No Brasil, os políticos, na sua cachorrada de sempre, a se aliarem
e se traírem, enquanto eu, sem vocação para herói ou mártir, só queria subir na
vida honestamente, e, uma vez por ano, brincar o carnaval. Durante o ano todo o
meu nome era trabalho, e em fevereiro o meu lema era “viva o Zé Pereira!”.
“Viva o Zé Pereira / Que a ninguém
faz mal / Viva a pagodeira / Nos dias de Carnaval” (Da
quadrilha francesa Les Pompiers de Nanterre, de Philibert)
Até que a Administração Pública do País foi acometida por uma
doença autoimune de cunho ideológico, mas de prática anarquista e iconoclasta,
em que a degradação moral crônica, até na vida financeira nacional, subjacente à
sociedade desde a colonização, se tornou aguda e sistêmica.
“Olha a cabeleira do Zezé / Será
que ele é? / Será que ele é?” (Música de João Roberto
Kelli e Roberto Faissal)
Em nome da plena liberdade de mão única, a ditadura da “pós-verdade”
se instalou, para obrigar a cidadania à naturalização do irreal, em prol do mais
desvairado hedonismo, por meio de modernosas concepções disparatadas.
“O teu cabelo não nega mulata /
Porque és mulata na cor / Mas como a cor não pega mulata / Mulata eu quero
o teu amor”. (Música de Lamartine Babo)
A “inverdade desejada” pelo novo establishment vigora contra as mais legítimas posturas sociais e
pulsões da alma humana, e até em flagrantes afrontas biológicas, fazendo
exsurgirem presunções descabidas de direitos, implantando ainda uma rigorosa “pedagogia
verbológica”.
“Se a polícia por isso me prender
/ Mas na última hora me soltar / Eu pego o saca saca saca rolha / Ninguém me
agarra ninguém me agarra”. (As águas vão rolar - Música de Zé
da Zilda)
Sobreveio ainda o jugo severo dos preceitos do “politicamente
correto”, que proíbem os indivíduos de fazer ou não fazer, de gostar ou
desgostar daquilo de que eventualmente gostem ou desgostem, censurando e
criminalizando inclusive manifestações jocosas de carinho e a liberdade de expressão dos humoristas.
“Linda morena, morena / Morena que
me faz penar / A lua cheia que tanto brilha / Não brilha tanto quanto o teu
olhar”. (Música de Lamartine Babo)
Segundo a nova ordem, há que se apreciar forçosamente o azul e o
amarelo, ou se calar a esse respeito.
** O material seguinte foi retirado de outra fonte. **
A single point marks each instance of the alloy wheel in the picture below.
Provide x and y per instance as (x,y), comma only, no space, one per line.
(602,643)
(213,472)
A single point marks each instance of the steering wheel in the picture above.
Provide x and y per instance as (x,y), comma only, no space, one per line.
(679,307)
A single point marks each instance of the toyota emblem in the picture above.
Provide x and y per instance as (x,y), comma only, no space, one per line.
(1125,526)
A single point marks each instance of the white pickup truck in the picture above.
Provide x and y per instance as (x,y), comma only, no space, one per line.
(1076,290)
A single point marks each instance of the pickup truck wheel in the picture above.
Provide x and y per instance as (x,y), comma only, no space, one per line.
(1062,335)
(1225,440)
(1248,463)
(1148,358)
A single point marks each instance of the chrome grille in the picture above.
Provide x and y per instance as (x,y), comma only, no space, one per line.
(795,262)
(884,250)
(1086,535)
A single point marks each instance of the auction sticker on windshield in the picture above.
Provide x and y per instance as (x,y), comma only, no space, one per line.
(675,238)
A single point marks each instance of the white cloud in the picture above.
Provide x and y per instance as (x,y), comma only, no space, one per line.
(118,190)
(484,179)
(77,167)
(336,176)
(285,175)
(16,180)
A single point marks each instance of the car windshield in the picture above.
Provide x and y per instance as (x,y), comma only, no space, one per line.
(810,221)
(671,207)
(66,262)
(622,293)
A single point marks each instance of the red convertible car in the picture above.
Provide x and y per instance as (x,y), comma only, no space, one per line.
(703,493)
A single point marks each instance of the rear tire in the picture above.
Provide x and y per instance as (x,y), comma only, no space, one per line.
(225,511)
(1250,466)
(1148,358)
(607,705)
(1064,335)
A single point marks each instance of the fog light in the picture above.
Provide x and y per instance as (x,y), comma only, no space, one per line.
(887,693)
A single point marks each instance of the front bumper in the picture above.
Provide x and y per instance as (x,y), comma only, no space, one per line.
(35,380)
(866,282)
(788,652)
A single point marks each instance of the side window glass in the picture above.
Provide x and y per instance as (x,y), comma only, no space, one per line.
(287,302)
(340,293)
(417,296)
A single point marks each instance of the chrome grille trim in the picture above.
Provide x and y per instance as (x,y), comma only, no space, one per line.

A sociedade dividida em grupos hipersensibilizados
pela mídia, fazendo transbordarem os seus caprichos cavilosos para o látego da
legislação e da Justiça.
“Eu quero é botar meu bloco na
rua / Brincar, botar pra gemer / Eu quero é botar meu bloco na rua /
Gingar, pra dar e vender”. (Música de Sérgio Sampaio)
Então, eu fiz o enterro de Momo em meu espírito, que não pode haver
alegria genuína e organizada onde tudo é anarquicamente obrigatório ou proibido,
vigorando o preconceito maior contra o preconceito menor, a desigualdade total
contra a desigualdade normal, a injustiça mais grave contra a injustiça
presumida.
“A gente se embala / Se embora se
embola / Só para na porta da igreja / A gente se olha / Se beija se molha / De
chuva, suor e cerveja”. (Música de Caetano Veloso)
É verdade que contra tudo isso as forças anabólicas da sociedade e
a maioria do povo conseguiram ministrar à República um remédio radical, cujos efeitos colaterais
quimioterápicos ainda começam a ser sofridos, sem que se tenha certeza de que
consigam levar a uma convalescença segura o combalido paciente.
“Eu vejo as pernas de louça /
Da moça que passa e não posso pegar / Tô me guardando pra quando o carnaval
chegar”. (Música de Chico Buarque de Holanda)
Fernandão O "Rei Fininho" da Embaixada da Cachaça, falecido em 2015 |
Enfim, se e quando o sol da autêntica liberdade voltar a brilhar no opalino céu da ordem e do progresso nacionais, exumarei o rei da alegria, lhe entregarei a chave da minha alma, e o reabilitarei na minha vida severina delongada.
COMENTÁRIO
Parabéns, caro
amigo. Belíssima peça, essa crônica “Não Brinco Mais Carnaval”.
Geraldo Jesuino.
Parabéns, caro amigo. Belíssima peça.